2) In a separate test tube add 4 ml of 0.01mol L-1 KMnO4 to 2 ml of 2mol L-1 H2SO4 3) Add 1 ml of this acidified KMnO4 solution to each of the test tubes containing the hydrocarbons. Shake each test tube gently and record any change that takes place in the aqueous layer over about 5 minutes. Reaction of hydrocarbons with bromine water: 1) Into three separate, labelled test tubes place 1 ml. of cyclohexane, cyclohexene and toluene respectively. 2) Add 1 ml of bromine water to each of the test tubes containing the hydrocarbons. Shake each test tube gently and record any colour change in each case.

Results:
Reaction of hydrocarbons with acidified permanganate: Toluene: Two clear layers, bottom layer of purple coloration, top layer transparent. Cyclohexane: Two clear layers, bottom layer of purple coloration, top layer transparent. Cyclohexene: Completely decolorized. Reaction of hydrocarbons with bromine water: Toluene: Two layers, top layer an opaque yellow, the bottom a transparent yellow. Cyclohexane: Two layers, top layer a bright orange colour, the bottom a yellow colour. Cyclohexene: Completely Decolorized In the investigation my results show that only the alkene reacted with the acidified permanganate solution. The alkanes and aromatics did not react with the potassium permanganate solution because the alkenes are more reactive as they want to become a single bond which is more stable. The cyclohexane and toluene was only a substitution reaction with the bromine water and did not actually react were as the cyclohexene was an addition reaction which caused a reaction with the bromine water.

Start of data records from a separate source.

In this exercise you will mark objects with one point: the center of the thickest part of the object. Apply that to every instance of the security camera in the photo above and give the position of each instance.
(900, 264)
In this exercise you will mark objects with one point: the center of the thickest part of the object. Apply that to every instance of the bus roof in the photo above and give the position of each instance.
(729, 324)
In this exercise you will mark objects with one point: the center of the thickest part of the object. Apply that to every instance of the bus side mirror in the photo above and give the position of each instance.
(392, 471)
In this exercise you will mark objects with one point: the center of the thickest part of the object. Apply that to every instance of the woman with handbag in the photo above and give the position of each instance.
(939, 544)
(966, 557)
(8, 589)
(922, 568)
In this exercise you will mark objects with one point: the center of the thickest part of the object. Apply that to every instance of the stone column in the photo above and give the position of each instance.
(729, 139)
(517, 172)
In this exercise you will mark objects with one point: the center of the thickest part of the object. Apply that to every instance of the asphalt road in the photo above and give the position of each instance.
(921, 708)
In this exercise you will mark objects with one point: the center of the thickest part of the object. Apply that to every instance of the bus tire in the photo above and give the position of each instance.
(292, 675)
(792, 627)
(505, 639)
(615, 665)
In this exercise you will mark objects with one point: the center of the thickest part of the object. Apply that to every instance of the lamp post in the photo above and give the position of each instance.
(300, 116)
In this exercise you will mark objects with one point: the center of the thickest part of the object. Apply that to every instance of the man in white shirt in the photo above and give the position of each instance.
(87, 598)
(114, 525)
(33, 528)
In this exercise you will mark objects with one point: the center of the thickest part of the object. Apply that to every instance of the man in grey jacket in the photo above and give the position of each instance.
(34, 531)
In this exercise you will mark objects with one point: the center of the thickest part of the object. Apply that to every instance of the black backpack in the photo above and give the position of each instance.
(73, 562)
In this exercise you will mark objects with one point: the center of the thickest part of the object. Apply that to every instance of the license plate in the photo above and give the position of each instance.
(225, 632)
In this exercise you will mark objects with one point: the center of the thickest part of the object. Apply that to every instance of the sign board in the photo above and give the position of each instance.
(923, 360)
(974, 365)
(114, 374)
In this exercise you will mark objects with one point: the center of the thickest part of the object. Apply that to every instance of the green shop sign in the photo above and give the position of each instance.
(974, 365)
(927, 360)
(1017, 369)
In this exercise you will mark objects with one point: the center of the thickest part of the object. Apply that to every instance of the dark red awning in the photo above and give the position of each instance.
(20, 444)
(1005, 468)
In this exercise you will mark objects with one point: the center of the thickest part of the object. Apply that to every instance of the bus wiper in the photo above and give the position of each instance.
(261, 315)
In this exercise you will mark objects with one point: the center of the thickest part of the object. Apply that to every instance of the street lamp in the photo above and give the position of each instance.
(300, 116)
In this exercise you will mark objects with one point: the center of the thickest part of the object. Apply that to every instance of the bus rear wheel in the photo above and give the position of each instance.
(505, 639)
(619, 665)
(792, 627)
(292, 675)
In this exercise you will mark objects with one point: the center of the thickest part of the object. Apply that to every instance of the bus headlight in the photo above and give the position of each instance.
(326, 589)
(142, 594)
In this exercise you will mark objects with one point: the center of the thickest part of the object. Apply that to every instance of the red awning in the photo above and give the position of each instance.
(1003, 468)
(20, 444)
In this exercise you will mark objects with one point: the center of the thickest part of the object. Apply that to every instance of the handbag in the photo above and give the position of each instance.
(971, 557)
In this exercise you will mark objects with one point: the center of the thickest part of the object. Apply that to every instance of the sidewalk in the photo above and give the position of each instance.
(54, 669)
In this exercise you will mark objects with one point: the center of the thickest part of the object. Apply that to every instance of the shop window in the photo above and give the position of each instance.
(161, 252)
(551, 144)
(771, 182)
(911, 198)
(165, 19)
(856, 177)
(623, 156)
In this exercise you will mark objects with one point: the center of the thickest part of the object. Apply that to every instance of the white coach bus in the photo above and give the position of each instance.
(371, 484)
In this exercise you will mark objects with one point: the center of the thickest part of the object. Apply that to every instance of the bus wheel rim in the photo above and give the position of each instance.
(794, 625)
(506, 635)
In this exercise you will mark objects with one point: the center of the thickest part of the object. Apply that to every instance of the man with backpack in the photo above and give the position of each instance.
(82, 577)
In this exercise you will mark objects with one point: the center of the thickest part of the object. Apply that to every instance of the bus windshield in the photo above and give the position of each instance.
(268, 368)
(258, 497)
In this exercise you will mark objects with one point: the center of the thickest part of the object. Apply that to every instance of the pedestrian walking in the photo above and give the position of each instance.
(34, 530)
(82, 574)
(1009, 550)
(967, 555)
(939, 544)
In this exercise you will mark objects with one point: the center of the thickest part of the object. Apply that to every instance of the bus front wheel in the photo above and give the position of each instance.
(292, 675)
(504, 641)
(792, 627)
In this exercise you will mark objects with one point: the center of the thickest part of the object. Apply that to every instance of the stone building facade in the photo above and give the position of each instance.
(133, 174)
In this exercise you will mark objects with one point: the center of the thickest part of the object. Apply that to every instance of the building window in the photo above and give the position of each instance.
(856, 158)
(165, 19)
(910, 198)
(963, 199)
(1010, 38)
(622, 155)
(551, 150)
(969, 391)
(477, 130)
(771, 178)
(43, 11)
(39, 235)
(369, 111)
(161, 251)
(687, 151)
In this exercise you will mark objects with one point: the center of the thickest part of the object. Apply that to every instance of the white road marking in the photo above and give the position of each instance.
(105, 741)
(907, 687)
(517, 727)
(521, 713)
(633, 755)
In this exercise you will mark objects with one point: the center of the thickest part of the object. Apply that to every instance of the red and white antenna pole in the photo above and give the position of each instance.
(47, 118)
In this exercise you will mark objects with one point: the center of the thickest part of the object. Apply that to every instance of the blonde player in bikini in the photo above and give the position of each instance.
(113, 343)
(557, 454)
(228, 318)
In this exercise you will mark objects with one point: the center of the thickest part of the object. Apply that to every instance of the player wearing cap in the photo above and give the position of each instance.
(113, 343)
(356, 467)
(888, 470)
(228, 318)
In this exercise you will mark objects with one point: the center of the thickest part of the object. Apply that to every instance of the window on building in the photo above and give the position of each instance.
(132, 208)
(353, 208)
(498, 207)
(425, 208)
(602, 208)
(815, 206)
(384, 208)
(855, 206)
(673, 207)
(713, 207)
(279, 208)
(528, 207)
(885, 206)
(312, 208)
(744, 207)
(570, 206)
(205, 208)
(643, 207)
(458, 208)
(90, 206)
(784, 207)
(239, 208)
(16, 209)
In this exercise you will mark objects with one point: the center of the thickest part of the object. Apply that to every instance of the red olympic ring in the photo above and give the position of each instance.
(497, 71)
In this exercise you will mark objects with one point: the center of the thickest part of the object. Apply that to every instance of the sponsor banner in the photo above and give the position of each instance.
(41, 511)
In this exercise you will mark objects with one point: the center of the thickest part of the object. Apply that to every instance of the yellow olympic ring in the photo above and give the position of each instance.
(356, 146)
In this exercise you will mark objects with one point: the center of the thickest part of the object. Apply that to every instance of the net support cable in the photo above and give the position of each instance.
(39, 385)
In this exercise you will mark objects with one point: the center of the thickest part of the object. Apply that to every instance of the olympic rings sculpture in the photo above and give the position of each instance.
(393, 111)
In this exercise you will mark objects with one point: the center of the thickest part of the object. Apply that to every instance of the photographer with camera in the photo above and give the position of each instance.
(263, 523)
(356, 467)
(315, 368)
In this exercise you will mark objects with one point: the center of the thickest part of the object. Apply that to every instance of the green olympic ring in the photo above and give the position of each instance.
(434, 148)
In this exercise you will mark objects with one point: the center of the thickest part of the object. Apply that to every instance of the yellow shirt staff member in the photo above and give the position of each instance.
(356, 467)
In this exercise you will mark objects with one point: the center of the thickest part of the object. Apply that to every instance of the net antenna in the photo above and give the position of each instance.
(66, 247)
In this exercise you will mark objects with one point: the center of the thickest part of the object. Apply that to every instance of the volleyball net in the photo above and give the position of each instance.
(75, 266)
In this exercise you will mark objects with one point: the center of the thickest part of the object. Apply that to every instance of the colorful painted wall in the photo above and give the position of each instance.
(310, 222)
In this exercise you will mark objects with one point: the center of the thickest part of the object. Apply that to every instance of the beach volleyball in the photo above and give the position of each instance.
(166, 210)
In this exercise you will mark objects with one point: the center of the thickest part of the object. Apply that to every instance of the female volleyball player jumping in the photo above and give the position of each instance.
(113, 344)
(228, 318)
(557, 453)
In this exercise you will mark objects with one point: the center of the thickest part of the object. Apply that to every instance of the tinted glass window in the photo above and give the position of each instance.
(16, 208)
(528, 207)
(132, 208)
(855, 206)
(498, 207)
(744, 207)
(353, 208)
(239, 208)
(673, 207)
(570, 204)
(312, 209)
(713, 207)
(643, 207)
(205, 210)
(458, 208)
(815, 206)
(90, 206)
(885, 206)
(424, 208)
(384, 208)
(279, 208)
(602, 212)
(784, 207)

If you assume that all alkane reactions will react the same as cyclohexane and all aromatics react the same as the toluene then they will all not react with bromine water and acidified permanganate solution. where as if you assume that all the alkenes will react the same as the cyclohexene then they will all react with bromine water and acidified permanganate solution in your assumption. So therefore you will assume that alkenes are reactive or more reactive than aromatics and alkane. The hydrocarbon that would be suitable as a solvent in the chemical plant would be the cyclohexane and toluene because they are an unreactive solvent were as the cyclohexene is reactive. For the plant, a non-polar substance is needed and because cyclohexane and toluene is non-polar it makes it suitable for the usage at the plant.